Demand for workers let up slightly in January, a possible sign that employers are gradually easing off their frenetic pace of hiring even as the job market remains strong.
The number of job openings fell to 10.8 million, the Labor Department reported on Wednesday, a moderate decrease from the 11.2 million open positions on the last day of December. The total number of open jobs per available unemployed worker — a figure that the Federal Reserve has been watching closely as it tries to cool the job market — was relatively unchanged at 1.9.
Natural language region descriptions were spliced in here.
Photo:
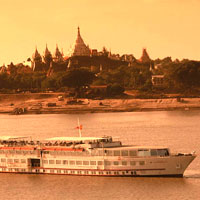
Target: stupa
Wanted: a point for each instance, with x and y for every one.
(79, 48)
(145, 57)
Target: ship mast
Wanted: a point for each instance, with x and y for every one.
(79, 128)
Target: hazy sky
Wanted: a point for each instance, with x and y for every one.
(164, 27)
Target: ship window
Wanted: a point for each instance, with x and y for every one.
(101, 152)
(24, 152)
(78, 162)
(124, 153)
(132, 153)
(163, 152)
(107, 162)
(16, 160)
(58, 162)
(51, 161)
(12, 151)
(143, 152)
(154, 152)
(116, 153)
(109, 152)
(141, 163)
(23, 160)
(85, 162)
(72, 162)
(124, 162)
(100, 162)
(45, 161)
(10, 160)
(65, 162)
(18, 152)
(92, 162)
(116, 163)
(132, 163)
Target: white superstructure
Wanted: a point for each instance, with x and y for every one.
(99, 156)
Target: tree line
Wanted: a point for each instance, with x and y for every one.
(179, 76)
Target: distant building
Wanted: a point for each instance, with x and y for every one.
(58, 56)
(79, 48)
(145, 57)
(157, 80)
(36, 61)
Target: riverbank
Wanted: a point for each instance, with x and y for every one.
(44, 103)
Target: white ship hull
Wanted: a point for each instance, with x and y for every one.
(91, 159)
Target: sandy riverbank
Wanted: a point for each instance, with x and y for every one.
(38, 103)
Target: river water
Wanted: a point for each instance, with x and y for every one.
(179, 130)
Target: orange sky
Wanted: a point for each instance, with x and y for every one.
(164, 27)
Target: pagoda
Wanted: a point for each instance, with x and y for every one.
(80, 49)
(145, 57)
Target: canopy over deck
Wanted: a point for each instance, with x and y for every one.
(6, 138)
(77, 139)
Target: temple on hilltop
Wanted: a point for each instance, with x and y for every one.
(79, 48)
(145, 57)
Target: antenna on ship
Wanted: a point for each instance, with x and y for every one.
(79, 127)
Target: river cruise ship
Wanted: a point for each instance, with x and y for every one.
(93, 156)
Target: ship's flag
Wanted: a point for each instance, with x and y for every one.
(79, 127)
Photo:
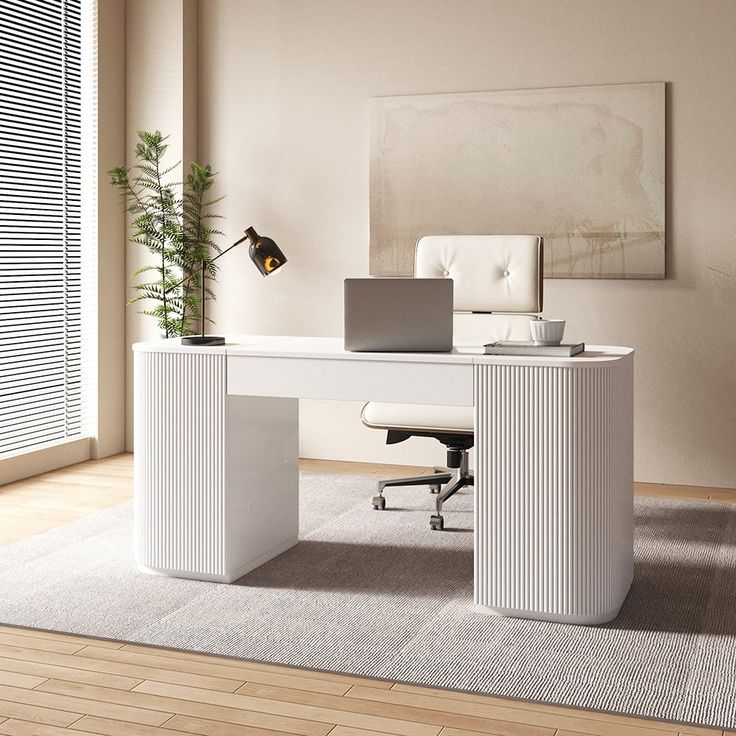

Still, although employers have proved remarkably resilient in the face of the Fed’s interest rate increases, the drop in open positions is the latest indication that the once red-hot labor market is slowly cooling. Some industries that had shown unexpected strength recorded notable declines in open positions, including construction, where job openings fell by 240,000. Even leisure and hospitality businesses, like restaurants and bars, which have been trying to adjust to unrelenting demand, had slightly fewer open positions.
Other measures also suggested a gentle tempering in the labor market. The number of layoffs, which has been extraordinarily low outside of some high-profile companies mostly in the tech sector, rose by 241,000, to 1.7 million.
The number of people voluntarily leaving their jobs, which has been elevated as workers continue seek — and find — higher-paying jobs, fell in January by 207,000, to 3.9 million.